Hello, fellow Gaffers. I've got a difficult burden on my shoulders, and I need your help.
I'm in a longterm (6 years) relationship with this great woman. She's my fiance now, and we're planning a wedding. We have very much in common, we've got pretty decent jobs, and we're planning to buy a house this year (with a 20yrs bank loan...). There is love, there is sex in many forms, there is laughter, we don't quarrel too much. You can say that this is a perfect relationship.
She's my first and only girlfiend in my entire life (25 years old right now).
I was a big pussy before I met her, but thanks to her I'm now a grown motherfucker.
She was my motivation to work out in the gym, she tought what clothes to wear, and you can say that thanks to her I graduaded college. She made my life much better than it was and much better it could have ever been.
But...
Now that I feel confident with myself, I see that women look different at me. And I'm intigued...

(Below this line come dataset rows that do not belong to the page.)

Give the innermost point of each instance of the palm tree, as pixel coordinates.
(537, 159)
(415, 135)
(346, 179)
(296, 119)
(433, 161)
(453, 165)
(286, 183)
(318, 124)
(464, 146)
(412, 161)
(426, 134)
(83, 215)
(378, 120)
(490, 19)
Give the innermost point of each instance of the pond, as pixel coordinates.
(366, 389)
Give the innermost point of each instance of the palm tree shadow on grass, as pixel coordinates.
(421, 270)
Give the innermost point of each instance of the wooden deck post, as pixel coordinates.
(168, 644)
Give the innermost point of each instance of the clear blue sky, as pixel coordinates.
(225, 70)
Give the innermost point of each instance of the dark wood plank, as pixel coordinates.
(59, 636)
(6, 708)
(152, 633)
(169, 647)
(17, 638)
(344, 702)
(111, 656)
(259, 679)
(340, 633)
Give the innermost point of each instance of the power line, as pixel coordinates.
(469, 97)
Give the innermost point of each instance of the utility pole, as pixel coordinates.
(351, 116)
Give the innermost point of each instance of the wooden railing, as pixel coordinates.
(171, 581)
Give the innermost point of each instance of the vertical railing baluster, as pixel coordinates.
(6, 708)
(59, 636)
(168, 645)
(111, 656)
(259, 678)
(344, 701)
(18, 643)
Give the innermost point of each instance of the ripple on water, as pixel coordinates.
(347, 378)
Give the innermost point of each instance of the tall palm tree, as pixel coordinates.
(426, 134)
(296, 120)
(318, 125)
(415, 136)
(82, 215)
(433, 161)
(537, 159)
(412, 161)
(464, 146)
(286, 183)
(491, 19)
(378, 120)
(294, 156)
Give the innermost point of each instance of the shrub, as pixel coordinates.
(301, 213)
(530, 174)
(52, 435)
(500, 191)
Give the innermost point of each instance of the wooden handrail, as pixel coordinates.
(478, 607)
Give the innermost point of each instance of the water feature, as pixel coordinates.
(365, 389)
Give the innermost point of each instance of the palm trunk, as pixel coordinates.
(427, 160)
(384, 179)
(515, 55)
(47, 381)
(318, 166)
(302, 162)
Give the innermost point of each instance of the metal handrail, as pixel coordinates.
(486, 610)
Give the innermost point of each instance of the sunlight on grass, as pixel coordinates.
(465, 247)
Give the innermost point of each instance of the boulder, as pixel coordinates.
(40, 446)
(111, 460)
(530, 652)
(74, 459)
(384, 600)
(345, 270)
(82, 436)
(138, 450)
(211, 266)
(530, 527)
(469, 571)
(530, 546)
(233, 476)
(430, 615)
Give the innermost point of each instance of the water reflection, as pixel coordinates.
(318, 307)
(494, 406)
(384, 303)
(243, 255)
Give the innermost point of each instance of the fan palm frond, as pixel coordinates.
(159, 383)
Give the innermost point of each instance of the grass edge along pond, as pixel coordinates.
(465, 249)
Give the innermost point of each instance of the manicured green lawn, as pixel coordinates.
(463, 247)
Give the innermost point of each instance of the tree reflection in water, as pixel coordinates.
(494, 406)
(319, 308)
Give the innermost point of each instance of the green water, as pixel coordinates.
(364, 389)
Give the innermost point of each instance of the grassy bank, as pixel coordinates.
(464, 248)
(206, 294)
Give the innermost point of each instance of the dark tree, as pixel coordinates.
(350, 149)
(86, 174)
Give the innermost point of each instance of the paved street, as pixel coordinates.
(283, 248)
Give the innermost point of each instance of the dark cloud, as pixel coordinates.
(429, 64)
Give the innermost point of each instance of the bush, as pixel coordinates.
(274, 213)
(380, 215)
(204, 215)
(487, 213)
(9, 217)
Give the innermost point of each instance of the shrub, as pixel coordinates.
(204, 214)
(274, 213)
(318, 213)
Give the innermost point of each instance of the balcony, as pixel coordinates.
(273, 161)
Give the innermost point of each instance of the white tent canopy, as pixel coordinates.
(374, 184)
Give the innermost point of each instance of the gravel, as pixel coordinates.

Ok, I'll be honest - I think I need some other pussy.
I don't plan to abandon this fantastic chick that made me the way I am... but I want to taste different flavours of life.
Should I discuss this with my fiance? Or just cockblock myself, and aprreciate more what I have?
Maybe some swing party a few years after the wedding? Partner swap with our friends?
Maybe my recent sex obssesion is the fault of the intenet and the avalibity of porn?